Posted by Daniel McDonald

Mon, Jun 15, 2020

Pelaton Blog Opener

“You have a Peloton? Are you crazy?” I’ve heard this multiple times from people who are shocked that I was willing to pay “that much” for an exercise bike. Yes I did, and frankly, my fiancée and I love it (#NotAnAd).  I still remember the first Peloton commercial I saw. It featured a fit younger female biking in the middle of her living room in what appeared to be a penthouse in New York City. It came off as a luxury, a product for the rich, not something that belonged in the corner of your dining room where the only view is an outdated china cabinet. Fast forward to Christmas 2019, Peloton takes a seemingly innocent—now notorious—approach to being more obtainable with the slogan, “for anybody that wants it.” Peloton’s attempt to balance luxury with affordability and attainability has proven challenging.

Enter COVID-19, suddenly, that initial sticker shock seemed rather small when my only option is working out at home. In the past few months I have heard more and more of my friends buying a Peloton bike, including a few that called me crazy when I took the plunge a year ago. Peloton has recently reached over a million subscribers and their biggest problem is delivering bikes fast enough. So how does a brand go from a widely panned marketing flop to selling more products in a few days than they expected in the entire month?

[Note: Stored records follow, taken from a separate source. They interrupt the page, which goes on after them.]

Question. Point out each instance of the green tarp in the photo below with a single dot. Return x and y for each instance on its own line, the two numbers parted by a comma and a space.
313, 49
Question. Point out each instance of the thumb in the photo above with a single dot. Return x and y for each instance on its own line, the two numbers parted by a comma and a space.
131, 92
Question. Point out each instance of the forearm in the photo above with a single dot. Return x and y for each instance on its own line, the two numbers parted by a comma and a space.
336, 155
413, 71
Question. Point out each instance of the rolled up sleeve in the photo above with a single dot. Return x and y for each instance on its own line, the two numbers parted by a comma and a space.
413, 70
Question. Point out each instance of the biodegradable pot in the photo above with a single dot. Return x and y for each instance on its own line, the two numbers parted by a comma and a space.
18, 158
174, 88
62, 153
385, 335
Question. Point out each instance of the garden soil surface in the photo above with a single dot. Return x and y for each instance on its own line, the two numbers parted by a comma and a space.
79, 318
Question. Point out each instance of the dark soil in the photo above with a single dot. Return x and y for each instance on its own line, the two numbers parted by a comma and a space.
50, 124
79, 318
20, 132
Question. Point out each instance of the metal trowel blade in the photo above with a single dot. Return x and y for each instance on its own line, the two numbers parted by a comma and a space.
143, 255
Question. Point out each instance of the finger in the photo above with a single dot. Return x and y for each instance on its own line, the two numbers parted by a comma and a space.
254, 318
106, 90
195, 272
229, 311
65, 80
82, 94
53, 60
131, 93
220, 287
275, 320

It's not a complex formula, when you take away an outlet for people, they are going to look to fill it somehow. That’s exactly what’s happening for Peloton during COVID-19, they’ve been able to capitalize on a bad situation. But what happens when gyms reopen, and people adjust to the new normal? How does the rapid growth Peloton has been experiencing become more than just an outlier? True, this won’t be a toilet paper situation, they can’t expect people to start hoarding exercise bikes, but that doesn’t mean Peloton can’t become the first-choice outlet for working out.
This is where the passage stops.